Review of Every Heart a Doorway by Seanan McGuire (Tor.com April 5, 2016)
There are many fantasy stories about young people who travel through portals to other lands, but none quite as interesting and unique as this story set in a school for young people who have returned from such journeys. The descriptions of clothes showed their uniqueness, and by looking at their colors and styles you could get a good idea of the type of world they had visited. It was clear that it helped new student and protagonist Nancy sort by visual shorthand the other students who might understand her; it made the school seem very vibrant with wildly different color palates and styles. Each student was a distinct character but the styles of dress helped sort the cast of characters into factions quickly so as to avoid confusion over the large number of people. Nancy’s encounters with each student gave details about them individually. The story has many interesting and complex characters that are all suffering and trying to find others who will understand that suffering. In many ways the characters are typical teens, but their travels have left them feeling more out of place even than their siblings.

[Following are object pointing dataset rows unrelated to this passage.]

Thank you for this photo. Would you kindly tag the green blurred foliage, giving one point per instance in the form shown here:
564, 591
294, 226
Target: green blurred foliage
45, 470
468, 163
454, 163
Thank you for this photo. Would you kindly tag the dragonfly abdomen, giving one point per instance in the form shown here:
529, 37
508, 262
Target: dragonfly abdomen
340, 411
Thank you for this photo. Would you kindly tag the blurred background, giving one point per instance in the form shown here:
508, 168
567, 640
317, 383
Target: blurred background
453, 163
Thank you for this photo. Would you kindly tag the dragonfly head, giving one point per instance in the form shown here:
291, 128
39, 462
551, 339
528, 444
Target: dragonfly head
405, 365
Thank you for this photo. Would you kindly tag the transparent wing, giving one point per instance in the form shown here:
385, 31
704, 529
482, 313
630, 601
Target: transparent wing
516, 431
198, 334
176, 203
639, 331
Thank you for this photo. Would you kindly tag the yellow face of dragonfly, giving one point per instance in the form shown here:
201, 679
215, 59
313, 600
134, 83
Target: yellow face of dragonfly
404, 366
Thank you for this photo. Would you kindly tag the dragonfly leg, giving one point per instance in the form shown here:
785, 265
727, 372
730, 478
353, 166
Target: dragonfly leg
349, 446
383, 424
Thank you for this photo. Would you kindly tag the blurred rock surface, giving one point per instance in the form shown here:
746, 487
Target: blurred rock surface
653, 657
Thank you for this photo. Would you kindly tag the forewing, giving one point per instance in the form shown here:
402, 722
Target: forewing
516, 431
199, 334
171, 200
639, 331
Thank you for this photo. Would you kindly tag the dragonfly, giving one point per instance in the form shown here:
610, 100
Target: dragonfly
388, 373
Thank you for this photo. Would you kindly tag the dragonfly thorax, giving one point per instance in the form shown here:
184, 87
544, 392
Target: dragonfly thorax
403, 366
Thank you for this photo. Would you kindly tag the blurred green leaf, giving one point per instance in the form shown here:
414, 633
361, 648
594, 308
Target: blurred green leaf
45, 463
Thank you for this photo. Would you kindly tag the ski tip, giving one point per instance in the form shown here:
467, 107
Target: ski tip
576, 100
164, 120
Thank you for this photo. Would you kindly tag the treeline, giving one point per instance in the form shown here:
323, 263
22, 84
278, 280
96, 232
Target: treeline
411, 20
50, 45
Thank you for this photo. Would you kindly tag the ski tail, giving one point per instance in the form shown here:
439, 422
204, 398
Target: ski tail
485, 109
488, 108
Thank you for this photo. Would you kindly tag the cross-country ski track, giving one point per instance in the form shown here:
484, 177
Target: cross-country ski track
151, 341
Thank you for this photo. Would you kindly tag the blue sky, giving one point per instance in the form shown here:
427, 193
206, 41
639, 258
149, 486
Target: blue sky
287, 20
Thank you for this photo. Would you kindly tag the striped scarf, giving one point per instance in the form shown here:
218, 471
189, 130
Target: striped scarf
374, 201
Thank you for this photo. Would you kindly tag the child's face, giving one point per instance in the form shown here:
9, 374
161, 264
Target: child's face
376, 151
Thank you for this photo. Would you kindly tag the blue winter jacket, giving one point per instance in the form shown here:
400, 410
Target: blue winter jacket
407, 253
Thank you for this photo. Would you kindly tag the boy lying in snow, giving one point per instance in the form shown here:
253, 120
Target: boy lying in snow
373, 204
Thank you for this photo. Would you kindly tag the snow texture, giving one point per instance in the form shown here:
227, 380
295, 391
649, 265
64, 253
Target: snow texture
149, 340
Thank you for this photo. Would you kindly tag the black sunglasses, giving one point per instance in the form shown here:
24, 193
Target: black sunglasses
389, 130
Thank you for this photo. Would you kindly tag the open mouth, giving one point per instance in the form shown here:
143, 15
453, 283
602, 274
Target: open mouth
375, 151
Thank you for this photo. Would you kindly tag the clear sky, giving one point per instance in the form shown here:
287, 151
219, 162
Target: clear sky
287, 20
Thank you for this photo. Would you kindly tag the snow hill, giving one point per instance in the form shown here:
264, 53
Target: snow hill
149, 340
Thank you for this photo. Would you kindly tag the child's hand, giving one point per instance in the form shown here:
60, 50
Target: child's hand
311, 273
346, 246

It was heartbreaking to realize that what Nancy’s parents did to her carefully packed suitcase was a common occurrence with new students. That one action told you all you needed to know about her parents and what they thought of her and her experiences. All the students needed someone to understand them and it was quite clear that the older students and the faculty at Eleanor West’s Home for Wayward Children fill that need very well.
A murder mystery within a closed setting like a school always has interesting dynamics as everyone realizes one of them had to have committed the horrors. This one had added craziness because people were constantly trying to search for a door back to their world and the students who had traveled to different types of worlds didn’t understand each other very well. Nonsense-world visitors and Logic-world visitors both looked at the other group as suspicious because they didn’t understand the other group. In addition the adults were hoping to screen the underage students from danger but as the killer struck in various locations it became clear that was not possible.
Some likable characters were killed off of course because it was a multiple-murder mystery and others found their door back to their world but several students are still there at the end of the novella. Your Humble Reviewers look forward to seeing what new students appear in the next story and what type of adventure this disparate cast of characters will get into next.
All readers who like school stories, portal adventures or urban fairy tales like those of Charles DeLint should immediately go and buy this novella!